Thread: Need regexp help

  1. #1
    Registered User
    Join Date
    Sep 2008
    Posts
    10

    Need regexp help

    I'm trying to write a small C program that takes a file containing this:

    <mytag> "HELLO" </mytag> asdfasdfadsfadsf <mytag> "WORLD" </mytag>

    ... and fetches HELLO and HELLO using regular expressions.

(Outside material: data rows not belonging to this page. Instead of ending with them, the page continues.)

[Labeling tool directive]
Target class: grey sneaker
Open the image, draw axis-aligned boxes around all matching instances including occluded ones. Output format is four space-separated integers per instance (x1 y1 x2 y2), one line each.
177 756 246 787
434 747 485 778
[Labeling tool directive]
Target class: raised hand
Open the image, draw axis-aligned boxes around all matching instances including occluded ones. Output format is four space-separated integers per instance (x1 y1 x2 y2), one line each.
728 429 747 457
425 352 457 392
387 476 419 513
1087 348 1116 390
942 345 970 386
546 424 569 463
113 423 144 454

    I have everything set up in place, this is the regexp I'm using:

    <mytag>.*(HELLO).*</mytag>

    The problem is that this matches the ENTIRE string. So I got the tip to use lazy quantifiers, like so:

    <mytag>.*?(HELLO).*?</mytag>

    which *would* work if the regexp engine was regexp directed, not text directed. But sadly, it does not.

    So my question, which I'd be very happy to have answered, is how do I write a regexp that matches, with HELLO as a substring, the above and just the first part of the string?

    Does the question make sense?

    TIA!

  2. #2
    and the Hat of Guessing tabstop's Avatar
    Join Date
    Nov 2007
    Posts
    14,336
    Well, who knows what regexp engine you're using (hint: not us). And does the engine not have documentation?

  3. #3
    spurious conceit MK27's Avatar
    Join Date
    Jul 2008
    Location
    segmentation fault
    Posts
    8,300

    Talking

    Since "HELLO" is really an exact match (unlike "H.?LLO"), you might as well just iterate through your line one character at a time. But I presume your wanted substring is actually something else, or you wouldn't be asking this question -- unless you just want to check if HELLO is present.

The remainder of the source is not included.